Have you ever read something-- a poem, a book, a story, a blog post-- that affected you so magnificently that you had to write about it the second your eyes reached the last period of the piece?
In an attempt to forget about my stressful day and relax before bed, I picked up a collection of short stories by F. Scott Fitzgerald and randomly chose to read The Offshore Pirate. If I had the sense it would keep me up as late as it did with jumbled thoughts and emotions that required me to write about in order to calm them down and keep them at bay, then perhaps I would have chosen a different story. Or, perhaps not. It's been awhile since I've read something that excited me this much, which can be attributed to the overwhelming busyness of the life of a college student. My days are filled with class and work, my nights are plagued by math problems, essays about utilitarianism, and microeconomics readings. Reading The Offshore Pirate was like coming up for air after drowning in a vast and paralyzing sea of "general education program" classes.
The story is romantic in the most naive, but brilliant way. Ardita is bold, confident, rebellious, sarcastic, beautiful, and self-aware of her qualities. She does not want just any average man, or to live just any average life; she wants adventure, which she finds through love.
After pirates board and seize her uncle's ship, she immediately begins to playfully banter with the leader, Carlyle. Carlyle entertains Ardita with a tale of his past as a musician, but refuses to explain what he, along with the rest of the crew, are escaping from. Ardita tells of her desire for adventure and passion, all the while making Carlyle become aware of her beauty, confidence, courage, and stubbornness. Fitzgerald illustrates their interactions and their conversations in such a way that absorbed and enchanted me. With every quick remark and every move the two make, I can only imagine them internally falling deeply (yet, naively) in love with one another.
I couldn't help myself from smiling at the moment Carlyle realizes his love for Ardita. She daringly dove off the side of a cliff into the sea, "and it was with his glad sigh of relief when her light watery laughter curled up the side of the cliff and into his anxious ears that he knew he loved her." Upon reading this sentence, I realized Ardita's emergence from the sea was my re-emergence from my sea of homework. How is it that one sentence could enchant me the way it did? The magnificence of their naive love did not end there.
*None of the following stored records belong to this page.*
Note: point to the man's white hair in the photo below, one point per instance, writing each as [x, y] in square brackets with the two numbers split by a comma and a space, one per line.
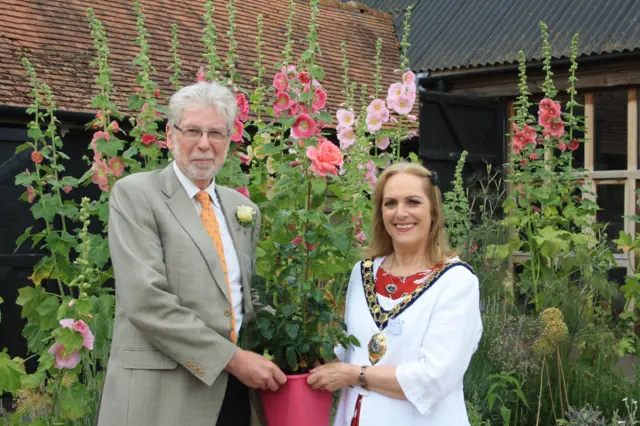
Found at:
[203, 95]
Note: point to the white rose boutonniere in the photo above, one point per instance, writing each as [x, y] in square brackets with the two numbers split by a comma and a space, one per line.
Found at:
[246, 216]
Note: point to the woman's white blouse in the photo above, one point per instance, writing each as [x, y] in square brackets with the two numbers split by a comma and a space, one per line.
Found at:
[431, 343]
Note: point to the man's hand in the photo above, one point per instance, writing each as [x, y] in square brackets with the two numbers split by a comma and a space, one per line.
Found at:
[256, 371]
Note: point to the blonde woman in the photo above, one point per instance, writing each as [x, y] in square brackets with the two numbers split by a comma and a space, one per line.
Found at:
[414, 307]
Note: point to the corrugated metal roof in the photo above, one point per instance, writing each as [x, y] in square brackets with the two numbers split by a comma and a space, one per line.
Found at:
[454, 34]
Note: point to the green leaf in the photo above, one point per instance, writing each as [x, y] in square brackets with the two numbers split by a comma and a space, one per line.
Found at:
[70, 339]
[292, 357]
[292, 330]
[318, 186]
[10, 373]
[48, 310]
[74, 401]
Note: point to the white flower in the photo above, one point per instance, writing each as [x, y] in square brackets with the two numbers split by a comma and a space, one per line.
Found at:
[245, 215]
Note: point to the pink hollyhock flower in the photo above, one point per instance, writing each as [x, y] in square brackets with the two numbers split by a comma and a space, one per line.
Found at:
[37, 157]
[377, 108]
[243, 107]
[555, 128]
[303, 127]
[550, 108]
[201, 75]
[325, 159]
[289, 69]
[562, 146]
[319, 99]
[403, 105]
[31, 194]
[148, 139]
[345, 117]
[383, 142]
[373, 123]
[62, 361]
[100, 175]
[283, 101]
[347, 137]
[280, 81]
[244, 191]
[573, 145]
[408, 78]
[304, 77]
[238, 131]
[116, 166]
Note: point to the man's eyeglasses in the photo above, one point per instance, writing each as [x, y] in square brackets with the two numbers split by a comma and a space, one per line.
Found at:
[194, 134]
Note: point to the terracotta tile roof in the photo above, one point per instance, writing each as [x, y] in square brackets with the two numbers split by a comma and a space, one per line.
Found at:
[55, 36]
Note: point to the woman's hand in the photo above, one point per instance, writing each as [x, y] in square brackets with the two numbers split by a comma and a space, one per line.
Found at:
[333, 376]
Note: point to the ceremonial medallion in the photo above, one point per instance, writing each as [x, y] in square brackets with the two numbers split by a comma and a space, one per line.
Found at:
[377, 347]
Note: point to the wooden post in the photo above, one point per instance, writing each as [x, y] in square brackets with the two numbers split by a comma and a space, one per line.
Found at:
[632, 164]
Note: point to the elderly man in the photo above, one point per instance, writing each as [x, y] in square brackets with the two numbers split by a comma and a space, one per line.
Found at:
[183, 262]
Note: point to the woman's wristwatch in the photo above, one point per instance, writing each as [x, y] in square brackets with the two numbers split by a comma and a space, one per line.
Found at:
[362, 380]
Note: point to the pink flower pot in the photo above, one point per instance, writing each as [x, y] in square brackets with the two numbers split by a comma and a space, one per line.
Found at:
[296, 404]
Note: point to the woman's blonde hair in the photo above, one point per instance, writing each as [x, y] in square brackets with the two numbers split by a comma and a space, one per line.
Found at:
[438, 250]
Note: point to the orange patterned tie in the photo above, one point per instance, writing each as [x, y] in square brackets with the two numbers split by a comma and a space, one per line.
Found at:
[210, 221]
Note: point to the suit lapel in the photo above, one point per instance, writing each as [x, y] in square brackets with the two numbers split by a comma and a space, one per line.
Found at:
[228, 208]
[187, 216]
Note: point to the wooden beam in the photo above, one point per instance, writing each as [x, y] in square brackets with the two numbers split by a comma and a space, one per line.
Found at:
[632, 165]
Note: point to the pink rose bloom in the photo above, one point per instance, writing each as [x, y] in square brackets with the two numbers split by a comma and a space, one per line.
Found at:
[31, 194]
[345, 117]
[347, 137]
[244, 191]
[116, 166]
[408, 78]
[238, 130]
[373, 123]
[280, 81]
[37, 157]
[403, 105]
[283, 101]
[303, 127]
[325, 159]
[148, 139]
[243, 107]
[61, 361]
[383, 142]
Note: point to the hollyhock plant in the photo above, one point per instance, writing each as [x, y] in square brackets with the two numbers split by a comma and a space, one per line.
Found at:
[37, 157]
[325, 159]
[238, 131]
[303, 127]
[243, 107]
[345, 117]
[280, 82]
I won't spoil the story with my excited reflection of the short story, though I may have already done that. My intention was not to summarize or analyze the story, but to express its effect on me. As I mentioned, reading The Offshore Pirate was like coming up for a breath of fresh air and I needed to write about this re-emergence. It feels like decades since I've written on this blog. Consider this as my official re-emergence as well. Schoolwork is my priority, but I cannot forget to take time for myself.